Edward T. Creagan, M.D.
"The magic of the electronic village is transforming health information. The mouse and keyboard have extended the stethoscope to the 500 million people now online." - Dr. Edward Creagan
The power of the medium inspires Dr. Edward Creagan as he searches for ways to share Mayo Clinic's vast resources with the general public.

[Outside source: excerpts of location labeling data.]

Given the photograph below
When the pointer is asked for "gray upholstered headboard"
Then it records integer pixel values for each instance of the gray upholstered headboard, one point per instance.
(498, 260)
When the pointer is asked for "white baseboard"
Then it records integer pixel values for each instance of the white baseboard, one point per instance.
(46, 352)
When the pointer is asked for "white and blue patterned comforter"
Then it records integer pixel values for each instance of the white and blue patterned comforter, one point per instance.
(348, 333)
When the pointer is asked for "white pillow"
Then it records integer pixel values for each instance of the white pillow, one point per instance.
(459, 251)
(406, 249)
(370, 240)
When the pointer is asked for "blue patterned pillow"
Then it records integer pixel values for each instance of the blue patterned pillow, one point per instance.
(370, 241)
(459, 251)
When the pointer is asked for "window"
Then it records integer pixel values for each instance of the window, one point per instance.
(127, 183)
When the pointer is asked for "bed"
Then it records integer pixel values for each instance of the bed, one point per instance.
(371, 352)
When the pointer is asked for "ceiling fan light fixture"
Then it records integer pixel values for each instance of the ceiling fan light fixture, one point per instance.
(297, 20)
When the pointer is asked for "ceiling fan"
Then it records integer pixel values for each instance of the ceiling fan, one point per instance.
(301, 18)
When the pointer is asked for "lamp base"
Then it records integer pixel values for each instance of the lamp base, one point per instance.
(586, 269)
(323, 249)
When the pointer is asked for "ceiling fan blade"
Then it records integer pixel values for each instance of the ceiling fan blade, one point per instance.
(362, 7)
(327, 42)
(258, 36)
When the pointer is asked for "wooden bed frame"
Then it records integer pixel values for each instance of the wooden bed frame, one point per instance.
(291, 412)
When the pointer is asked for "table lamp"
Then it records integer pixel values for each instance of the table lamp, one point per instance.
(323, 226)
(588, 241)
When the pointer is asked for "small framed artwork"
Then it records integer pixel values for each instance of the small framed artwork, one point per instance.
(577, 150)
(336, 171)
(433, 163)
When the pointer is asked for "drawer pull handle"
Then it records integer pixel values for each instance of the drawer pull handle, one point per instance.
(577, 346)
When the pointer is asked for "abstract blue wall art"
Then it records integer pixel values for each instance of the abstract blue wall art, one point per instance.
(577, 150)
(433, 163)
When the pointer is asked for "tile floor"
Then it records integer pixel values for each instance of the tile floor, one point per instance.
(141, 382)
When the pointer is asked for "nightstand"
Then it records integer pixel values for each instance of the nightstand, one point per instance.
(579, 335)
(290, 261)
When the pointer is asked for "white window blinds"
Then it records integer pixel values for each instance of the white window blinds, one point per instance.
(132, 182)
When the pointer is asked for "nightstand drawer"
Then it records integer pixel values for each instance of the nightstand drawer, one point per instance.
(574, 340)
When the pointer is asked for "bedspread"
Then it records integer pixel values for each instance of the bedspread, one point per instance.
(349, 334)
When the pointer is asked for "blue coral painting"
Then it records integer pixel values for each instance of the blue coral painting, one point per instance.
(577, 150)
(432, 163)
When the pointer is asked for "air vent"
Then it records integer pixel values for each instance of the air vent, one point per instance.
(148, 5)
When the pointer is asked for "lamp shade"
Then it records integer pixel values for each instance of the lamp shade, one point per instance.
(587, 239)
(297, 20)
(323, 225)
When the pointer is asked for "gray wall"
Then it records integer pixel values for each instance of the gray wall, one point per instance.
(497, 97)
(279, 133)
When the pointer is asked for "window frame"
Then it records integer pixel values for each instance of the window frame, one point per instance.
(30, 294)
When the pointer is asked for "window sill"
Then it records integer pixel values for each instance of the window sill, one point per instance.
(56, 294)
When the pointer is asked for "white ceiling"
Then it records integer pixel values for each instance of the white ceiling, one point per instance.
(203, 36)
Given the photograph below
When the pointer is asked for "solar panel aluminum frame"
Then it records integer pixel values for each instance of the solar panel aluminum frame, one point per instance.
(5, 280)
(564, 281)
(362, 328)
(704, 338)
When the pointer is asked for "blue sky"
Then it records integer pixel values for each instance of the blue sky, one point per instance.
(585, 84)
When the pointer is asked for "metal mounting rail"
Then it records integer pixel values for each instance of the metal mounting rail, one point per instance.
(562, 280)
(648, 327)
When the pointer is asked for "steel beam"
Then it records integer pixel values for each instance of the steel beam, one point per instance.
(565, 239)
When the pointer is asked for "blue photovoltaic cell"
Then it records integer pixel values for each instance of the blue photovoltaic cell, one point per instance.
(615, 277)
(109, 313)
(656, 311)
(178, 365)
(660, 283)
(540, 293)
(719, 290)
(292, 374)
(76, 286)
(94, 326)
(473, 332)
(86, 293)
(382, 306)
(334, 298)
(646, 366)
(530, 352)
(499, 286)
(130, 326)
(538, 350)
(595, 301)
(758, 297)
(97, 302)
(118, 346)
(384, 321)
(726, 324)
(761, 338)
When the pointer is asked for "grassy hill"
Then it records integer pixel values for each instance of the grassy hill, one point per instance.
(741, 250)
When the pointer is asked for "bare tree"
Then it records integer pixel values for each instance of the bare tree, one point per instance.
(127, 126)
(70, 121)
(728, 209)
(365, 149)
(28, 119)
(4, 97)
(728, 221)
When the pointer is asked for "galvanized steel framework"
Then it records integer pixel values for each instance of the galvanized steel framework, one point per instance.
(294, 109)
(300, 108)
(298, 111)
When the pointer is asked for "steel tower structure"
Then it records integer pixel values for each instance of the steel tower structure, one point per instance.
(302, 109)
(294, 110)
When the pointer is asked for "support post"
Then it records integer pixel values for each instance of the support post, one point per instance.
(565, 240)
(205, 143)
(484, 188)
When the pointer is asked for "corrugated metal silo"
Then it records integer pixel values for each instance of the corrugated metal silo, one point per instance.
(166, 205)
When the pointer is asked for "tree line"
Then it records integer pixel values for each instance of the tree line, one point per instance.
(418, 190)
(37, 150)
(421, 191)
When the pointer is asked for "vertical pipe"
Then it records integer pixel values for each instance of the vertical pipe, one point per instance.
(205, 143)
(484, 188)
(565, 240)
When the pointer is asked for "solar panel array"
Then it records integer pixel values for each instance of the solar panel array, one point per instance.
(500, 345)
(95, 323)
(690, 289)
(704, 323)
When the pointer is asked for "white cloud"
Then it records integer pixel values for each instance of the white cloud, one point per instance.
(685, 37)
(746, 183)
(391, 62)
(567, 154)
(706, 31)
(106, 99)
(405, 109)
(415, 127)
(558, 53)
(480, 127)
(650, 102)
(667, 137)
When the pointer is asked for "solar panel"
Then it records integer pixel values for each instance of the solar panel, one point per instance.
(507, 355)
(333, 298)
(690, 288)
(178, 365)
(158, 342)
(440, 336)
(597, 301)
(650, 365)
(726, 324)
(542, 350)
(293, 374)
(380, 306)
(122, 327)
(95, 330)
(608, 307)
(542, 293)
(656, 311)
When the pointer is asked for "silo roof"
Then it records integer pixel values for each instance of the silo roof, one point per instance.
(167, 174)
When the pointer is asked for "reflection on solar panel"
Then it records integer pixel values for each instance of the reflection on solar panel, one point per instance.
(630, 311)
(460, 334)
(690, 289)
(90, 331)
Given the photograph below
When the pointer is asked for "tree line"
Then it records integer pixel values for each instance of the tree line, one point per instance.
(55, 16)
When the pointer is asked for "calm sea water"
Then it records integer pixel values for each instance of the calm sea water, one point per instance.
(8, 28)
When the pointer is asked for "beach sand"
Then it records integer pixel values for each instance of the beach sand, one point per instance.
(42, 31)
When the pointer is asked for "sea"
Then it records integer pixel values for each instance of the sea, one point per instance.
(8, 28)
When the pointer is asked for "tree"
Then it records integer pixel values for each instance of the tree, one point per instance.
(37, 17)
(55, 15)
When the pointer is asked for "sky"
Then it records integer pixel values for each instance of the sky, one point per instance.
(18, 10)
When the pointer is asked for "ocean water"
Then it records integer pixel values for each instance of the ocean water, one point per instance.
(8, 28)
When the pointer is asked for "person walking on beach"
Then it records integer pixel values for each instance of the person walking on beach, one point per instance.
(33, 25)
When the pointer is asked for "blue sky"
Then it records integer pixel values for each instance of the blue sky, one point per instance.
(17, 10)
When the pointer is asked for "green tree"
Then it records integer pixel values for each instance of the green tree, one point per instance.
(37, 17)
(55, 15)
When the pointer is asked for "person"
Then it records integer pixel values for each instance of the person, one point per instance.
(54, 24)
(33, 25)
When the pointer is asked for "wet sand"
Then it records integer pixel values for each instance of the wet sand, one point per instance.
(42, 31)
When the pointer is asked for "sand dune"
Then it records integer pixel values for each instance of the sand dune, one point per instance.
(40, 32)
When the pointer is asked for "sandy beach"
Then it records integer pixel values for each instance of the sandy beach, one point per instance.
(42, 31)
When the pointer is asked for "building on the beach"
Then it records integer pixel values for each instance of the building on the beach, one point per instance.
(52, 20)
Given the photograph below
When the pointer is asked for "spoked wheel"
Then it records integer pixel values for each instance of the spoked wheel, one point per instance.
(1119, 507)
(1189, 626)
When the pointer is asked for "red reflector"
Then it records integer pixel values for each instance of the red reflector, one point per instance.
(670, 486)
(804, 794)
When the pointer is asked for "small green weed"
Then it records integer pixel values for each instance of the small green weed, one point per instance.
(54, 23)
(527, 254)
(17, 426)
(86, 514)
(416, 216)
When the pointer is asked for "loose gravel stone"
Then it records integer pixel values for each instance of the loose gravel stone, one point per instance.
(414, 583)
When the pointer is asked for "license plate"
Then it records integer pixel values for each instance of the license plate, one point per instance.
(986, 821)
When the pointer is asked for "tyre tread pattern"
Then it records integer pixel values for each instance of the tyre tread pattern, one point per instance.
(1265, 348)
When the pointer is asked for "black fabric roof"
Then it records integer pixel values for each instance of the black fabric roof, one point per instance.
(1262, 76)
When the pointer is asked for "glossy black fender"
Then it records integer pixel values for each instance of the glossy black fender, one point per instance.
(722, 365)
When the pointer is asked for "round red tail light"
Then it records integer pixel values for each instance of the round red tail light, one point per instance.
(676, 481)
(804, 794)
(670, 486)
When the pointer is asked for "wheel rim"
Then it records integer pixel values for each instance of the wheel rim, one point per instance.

Dr. Creagan, a Newark, N.J., native, is board certified in internal medicine, medical oncology, and hospice medicine and palliative care. He has been with Mayo Clinic since 1973 and in 1999 was president of the staff of Mayo Clinic. Dr. Creagan, a professor of medical oncology at Mayo Clinic College of Medicine, was honored in 1995 with the John and Roma Rouse Professor of Humanism in Medicine Award and in 1992 with the Distinguished Mayo Clinician Award, Mayo's highest recognition. He has been recognized with the American Cancer Society Professorship of Clinical Oncology.
He describes his areas of special interest as "wellness as a bio-psycho-social-spiritual-financial model" and fitness, mind-body connection, aging and burnout.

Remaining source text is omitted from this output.